Strange Substructure Behaviour

Hi,

I am experiencing some strange behaviour with the RDKit Substructure node (And Indigo Substructure node for that matter). Or may be (more likely) I am doing something wrong.

If I draw a Pyrimidine with an A atom coming off the 4 position, and an A atom coming off the 5 position, and convert this to SMARTS (giving the string:  *-c1cncnc1-* ) and feed this into the "RDkit Substructure Filter", why does the node filter out molecules containing a Quinazoline (i.e. Pyrimidine ring with a fused Phenyl ring on the side of it at the 4,5 position), but does filter in molecules with a Tetrahydroquinazoline (i.e. Pyrimidine ring with a fused Cyclohexyl ring on the side of it at the 4,5 position).

I would expect BOTH the quinazoline and tetrahydroquinazoline to be filtered in (i.e. a match).

 

Any ideas,

 

Simon.

Hi Simon,

This behaviour is because your substructure insists on single bonds (-).
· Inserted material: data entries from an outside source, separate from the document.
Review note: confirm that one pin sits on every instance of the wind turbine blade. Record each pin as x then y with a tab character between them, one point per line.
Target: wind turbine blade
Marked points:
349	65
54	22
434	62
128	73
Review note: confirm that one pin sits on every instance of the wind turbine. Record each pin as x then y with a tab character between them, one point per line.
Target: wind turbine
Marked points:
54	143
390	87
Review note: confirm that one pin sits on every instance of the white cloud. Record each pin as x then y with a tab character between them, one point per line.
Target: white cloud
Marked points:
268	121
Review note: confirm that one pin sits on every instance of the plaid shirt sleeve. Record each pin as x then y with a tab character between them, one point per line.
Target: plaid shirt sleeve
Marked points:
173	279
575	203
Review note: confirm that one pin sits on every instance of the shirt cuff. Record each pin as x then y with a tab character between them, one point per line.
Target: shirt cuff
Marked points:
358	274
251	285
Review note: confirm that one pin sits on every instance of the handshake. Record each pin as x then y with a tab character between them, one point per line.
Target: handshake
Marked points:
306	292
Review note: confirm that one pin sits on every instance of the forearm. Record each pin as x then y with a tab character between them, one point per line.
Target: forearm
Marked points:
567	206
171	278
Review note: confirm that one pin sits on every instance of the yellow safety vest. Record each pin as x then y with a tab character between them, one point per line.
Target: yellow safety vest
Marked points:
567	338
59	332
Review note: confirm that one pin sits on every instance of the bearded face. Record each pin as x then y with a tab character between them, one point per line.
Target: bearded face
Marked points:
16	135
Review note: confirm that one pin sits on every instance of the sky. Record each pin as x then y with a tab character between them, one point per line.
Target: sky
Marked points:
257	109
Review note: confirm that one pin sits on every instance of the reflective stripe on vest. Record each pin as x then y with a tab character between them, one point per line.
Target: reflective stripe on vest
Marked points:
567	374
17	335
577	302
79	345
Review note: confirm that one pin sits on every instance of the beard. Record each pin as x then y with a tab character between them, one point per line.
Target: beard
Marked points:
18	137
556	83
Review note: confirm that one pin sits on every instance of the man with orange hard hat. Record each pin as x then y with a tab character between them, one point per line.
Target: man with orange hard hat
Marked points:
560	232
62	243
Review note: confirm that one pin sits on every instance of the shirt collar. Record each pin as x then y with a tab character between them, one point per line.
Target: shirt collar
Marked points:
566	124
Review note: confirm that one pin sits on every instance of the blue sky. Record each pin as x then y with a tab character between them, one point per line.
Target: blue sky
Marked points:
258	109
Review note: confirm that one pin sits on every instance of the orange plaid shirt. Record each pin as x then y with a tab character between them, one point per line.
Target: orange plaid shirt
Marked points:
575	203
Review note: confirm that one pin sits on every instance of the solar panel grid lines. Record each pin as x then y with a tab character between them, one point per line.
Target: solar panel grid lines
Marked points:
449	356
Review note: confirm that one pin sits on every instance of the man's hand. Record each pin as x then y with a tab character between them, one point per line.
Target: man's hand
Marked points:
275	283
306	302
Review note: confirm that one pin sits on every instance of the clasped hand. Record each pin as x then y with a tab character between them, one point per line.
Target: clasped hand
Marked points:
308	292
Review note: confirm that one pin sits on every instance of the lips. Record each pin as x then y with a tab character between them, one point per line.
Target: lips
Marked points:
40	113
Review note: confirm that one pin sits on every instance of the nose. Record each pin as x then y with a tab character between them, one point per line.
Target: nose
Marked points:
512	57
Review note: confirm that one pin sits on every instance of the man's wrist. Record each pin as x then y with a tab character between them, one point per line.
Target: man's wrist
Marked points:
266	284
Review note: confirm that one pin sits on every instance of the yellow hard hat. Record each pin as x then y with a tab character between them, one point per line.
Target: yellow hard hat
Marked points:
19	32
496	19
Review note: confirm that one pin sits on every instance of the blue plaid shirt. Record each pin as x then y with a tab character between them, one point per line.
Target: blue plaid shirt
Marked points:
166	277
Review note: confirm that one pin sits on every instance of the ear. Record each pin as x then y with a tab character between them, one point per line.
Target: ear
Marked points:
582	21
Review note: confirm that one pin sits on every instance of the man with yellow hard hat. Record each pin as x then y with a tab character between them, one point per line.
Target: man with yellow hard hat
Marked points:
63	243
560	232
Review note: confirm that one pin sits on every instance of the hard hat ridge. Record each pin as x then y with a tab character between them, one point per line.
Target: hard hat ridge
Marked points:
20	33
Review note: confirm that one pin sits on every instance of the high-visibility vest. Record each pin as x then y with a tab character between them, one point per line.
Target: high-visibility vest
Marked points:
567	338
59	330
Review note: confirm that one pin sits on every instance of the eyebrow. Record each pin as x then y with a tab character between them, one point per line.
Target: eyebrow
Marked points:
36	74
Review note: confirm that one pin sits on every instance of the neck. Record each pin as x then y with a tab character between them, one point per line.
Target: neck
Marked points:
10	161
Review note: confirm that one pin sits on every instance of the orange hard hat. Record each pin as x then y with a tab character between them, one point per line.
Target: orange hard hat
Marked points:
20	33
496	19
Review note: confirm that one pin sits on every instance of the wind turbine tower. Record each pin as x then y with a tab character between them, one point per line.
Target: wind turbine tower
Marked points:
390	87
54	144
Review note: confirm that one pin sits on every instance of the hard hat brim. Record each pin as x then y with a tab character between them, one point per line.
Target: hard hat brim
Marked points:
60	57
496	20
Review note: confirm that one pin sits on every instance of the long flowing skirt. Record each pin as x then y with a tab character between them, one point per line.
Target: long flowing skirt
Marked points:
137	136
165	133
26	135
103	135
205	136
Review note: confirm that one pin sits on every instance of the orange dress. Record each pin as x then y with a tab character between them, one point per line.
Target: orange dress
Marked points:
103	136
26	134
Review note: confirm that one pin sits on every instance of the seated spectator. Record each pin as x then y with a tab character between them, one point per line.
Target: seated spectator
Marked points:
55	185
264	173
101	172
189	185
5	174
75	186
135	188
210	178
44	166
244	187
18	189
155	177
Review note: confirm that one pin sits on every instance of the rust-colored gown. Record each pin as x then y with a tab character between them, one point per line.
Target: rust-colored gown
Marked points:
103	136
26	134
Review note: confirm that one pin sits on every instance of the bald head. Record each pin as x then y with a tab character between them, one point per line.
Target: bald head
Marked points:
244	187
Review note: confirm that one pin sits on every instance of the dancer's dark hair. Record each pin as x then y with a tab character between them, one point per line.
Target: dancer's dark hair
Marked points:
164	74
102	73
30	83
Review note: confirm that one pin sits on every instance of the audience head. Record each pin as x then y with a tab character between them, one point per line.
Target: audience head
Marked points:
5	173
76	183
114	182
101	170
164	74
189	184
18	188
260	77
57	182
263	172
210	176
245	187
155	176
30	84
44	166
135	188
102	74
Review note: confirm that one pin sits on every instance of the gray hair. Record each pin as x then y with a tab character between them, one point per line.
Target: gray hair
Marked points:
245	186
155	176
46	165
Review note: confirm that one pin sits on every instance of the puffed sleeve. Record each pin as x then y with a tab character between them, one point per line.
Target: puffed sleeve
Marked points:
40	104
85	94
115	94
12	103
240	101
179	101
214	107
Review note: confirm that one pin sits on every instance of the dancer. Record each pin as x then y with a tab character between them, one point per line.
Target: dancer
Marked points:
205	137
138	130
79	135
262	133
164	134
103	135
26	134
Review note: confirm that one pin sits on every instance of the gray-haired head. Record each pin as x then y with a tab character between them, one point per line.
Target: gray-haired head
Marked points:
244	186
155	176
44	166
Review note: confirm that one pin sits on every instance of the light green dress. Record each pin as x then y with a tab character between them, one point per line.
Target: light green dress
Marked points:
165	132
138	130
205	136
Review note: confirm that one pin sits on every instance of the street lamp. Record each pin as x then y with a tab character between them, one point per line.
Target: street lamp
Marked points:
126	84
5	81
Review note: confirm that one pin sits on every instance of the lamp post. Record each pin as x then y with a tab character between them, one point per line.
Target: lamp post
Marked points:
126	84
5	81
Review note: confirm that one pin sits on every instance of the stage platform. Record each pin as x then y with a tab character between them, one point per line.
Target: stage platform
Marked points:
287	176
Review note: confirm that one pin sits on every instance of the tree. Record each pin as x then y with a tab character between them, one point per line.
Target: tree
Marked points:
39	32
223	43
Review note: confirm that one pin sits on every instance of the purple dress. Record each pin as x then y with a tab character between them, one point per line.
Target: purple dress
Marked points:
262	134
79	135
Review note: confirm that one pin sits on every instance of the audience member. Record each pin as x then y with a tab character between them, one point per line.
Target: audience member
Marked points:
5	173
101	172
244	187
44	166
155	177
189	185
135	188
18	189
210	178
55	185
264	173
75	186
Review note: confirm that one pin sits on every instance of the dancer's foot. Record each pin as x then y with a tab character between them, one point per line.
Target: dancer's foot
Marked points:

If you removed these, then the substructure would implicitly match single OR aromatic. Aromatic ring bonds (even if drawn in Kekule form) will not be matched with single bond query. 

 

Kind regards

james

Hi Simon,

This behaviour is because your substructure insists on single bonds (-). If you removed these, then the substructure would implicitly match single OR aromatic. Aromatic ring bonds (even if drawn in Kekule form) will not be matched with single bond query. 

 

Kind regards

james

Thanks for that.

That makes sense from looking at the SMARTS string.

What is puzzling is that this SMARTS string is generated via the ChemAxon sketcher, so I dont understand why it does this in terms of forcing a single bond.

If this same substructure is drawn using MDL ISIS/Symyx and searched against an ISIS/Isentris database, then it retrieves both single and double bonds to an A atom.

Maybe its just different implementations and something myself and fellow chemists will need to be aware of. From your pointer, I have now working out that changing the bond from the aryl to the A atom to a "any" bond type solves the problem.

Thankyou!

Simon.

Hi Simon,

First of all, apologies for the duplicate post (from my mobile while with very patchy phone signal!)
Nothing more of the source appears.